Like every family, the Troll 2 cast has their share of puzzling personalities. Margo Prey and Claudio Fragasso are both complex subjects, much like the aunt you see at Christmas that still wears her hair like Farrah Fawcett. Don Packard would be the uncle you have that did one too many hits of acid. He’s hilarious and scary all at once. Connie Young is the sister that has found her voice, now having the skills appropriate for her. Darren Ewing and Jason Steadman are fun and genuine in their attempt to explain why the film went wrong.
Occasionally we see the true champion of the film, Stephenson as he helps us understand the journey that Troll 2 has taken him on. For the majority of the film, Stephenson is content to stay behind the lens, removing any chance of the audience to feel that he is making the film strictly for himself. Stephenson makes us a fan of the film by seeing through to the heart of the cast and fans that have rallied around Troll 2.

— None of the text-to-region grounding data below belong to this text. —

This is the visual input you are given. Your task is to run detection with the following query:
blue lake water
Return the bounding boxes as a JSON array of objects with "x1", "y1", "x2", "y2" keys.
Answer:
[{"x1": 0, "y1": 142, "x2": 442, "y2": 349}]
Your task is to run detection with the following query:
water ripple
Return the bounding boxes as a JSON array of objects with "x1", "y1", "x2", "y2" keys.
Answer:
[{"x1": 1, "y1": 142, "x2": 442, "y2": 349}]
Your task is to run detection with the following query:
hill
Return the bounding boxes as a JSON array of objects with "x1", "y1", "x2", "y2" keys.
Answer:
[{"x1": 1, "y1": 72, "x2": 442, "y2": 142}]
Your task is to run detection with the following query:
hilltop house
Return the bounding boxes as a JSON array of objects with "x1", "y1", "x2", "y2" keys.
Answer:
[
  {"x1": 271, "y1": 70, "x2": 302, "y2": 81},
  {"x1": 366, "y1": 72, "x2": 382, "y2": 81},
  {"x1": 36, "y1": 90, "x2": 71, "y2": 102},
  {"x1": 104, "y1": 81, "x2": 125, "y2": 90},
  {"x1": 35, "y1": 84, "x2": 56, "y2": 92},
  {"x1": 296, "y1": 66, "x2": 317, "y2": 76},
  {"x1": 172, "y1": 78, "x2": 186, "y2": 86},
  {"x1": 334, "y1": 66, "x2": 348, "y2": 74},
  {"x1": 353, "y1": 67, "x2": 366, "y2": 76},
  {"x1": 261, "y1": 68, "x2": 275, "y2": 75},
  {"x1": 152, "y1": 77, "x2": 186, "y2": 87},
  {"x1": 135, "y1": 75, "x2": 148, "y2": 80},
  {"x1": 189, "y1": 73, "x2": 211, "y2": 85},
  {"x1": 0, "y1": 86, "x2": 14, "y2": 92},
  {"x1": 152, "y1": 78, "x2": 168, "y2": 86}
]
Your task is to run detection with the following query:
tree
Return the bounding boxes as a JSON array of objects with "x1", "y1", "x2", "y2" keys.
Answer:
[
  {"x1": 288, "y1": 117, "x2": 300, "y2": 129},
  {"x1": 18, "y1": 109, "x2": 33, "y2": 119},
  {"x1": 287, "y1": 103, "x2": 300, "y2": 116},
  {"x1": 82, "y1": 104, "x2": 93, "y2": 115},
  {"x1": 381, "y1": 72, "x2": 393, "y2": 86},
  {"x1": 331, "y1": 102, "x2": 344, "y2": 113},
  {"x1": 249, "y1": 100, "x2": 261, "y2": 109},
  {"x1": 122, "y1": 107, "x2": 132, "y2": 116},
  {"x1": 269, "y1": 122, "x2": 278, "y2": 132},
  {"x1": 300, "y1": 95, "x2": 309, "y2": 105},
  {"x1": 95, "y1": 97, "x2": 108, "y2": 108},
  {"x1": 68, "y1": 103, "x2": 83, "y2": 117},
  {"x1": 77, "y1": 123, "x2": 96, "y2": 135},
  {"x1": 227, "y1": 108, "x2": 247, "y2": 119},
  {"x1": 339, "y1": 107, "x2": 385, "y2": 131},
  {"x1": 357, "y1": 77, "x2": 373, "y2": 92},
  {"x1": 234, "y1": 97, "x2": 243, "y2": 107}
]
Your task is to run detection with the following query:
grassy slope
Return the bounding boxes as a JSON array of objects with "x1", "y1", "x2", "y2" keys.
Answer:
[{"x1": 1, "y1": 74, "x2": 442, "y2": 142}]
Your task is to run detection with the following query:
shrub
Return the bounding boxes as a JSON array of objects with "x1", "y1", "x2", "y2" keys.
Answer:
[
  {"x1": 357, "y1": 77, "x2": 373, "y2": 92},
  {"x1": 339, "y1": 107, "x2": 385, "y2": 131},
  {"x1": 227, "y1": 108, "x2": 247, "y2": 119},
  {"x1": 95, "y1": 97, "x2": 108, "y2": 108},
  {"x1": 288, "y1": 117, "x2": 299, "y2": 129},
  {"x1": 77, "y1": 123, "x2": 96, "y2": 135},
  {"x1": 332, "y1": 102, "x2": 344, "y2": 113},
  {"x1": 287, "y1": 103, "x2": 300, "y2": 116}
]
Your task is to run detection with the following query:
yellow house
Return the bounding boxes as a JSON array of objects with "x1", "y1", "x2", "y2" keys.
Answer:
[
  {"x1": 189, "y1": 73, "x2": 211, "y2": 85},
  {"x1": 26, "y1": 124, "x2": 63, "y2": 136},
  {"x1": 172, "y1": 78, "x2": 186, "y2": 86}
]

You can’t help but love this film. In fact, I dare you to watch it and tell me that you weren’t both entertained and attached to the actors. There will be moments when you are in tears from laughing at the relationships on-screen. Claudio Fragasso is Italy’s answer to the George Lucas defense of Jar Jar Binks, unaccepting of the fact that Troll 2 is a disaster. There will also be times when you feel sorry for the people, such as when we realize the sadness of actress Margo Prey’s life.
The magic of Best Worst Movie is in its examination and understanding that wonderful things can come out of horrible events. Every person in the film has a profound moment in their interviews, whether it is Fragasso rationalizing that the worst film of all time is as important as the best film due to its ability to make an impression, or Robert Ormsby’s excellent analysis of a human’s place in life, to just fritter it away.
Austin, Texas, the Alamo Drafthouse and the horror genre are stamping their names on some of the best documentaries in the past two years. Zombie Girl premiered at Fantastic Fest and still amazes me. Best Worst Movie can also wear that badge of achievement. It is the perfect companion and counterpart to Troll 2, and I demand every theater that shows Fragasso’s film to run Stephenson’s right after. If the hardships Stephenson suffered from the after-effects of Troll 2 led to his directing of Best Worst Movie, then I think it was worth every second that he experienced. Too bad I didn’t have a role as an extra in Waterworld. Maybe I could find a way to spin that film into gold like Stephenson has with Troll 2. Okay, no I couldn’t.
Even without Troll 2, Best Worst Movie stands on its own as one of the finest documentaries I have ever seen. It’s fun, poignant and a must see. After watching Best Worst Movie, you will love Troll 2 even more. It’s incredible that both films are entertaining individually and can heighten the viewing experience of the other. If you’re looking for one of the standout films of SXSW, Best Worst Movie is that film. It’s destined to be a seat-filler just like the film that inspired it. Maybe you’ll see me there. I’ve seen it twice and plan to go back again this week.
Best Worst Movie is screening on Friday, March 20th at the Austin Convention Center at 9:30 p.m.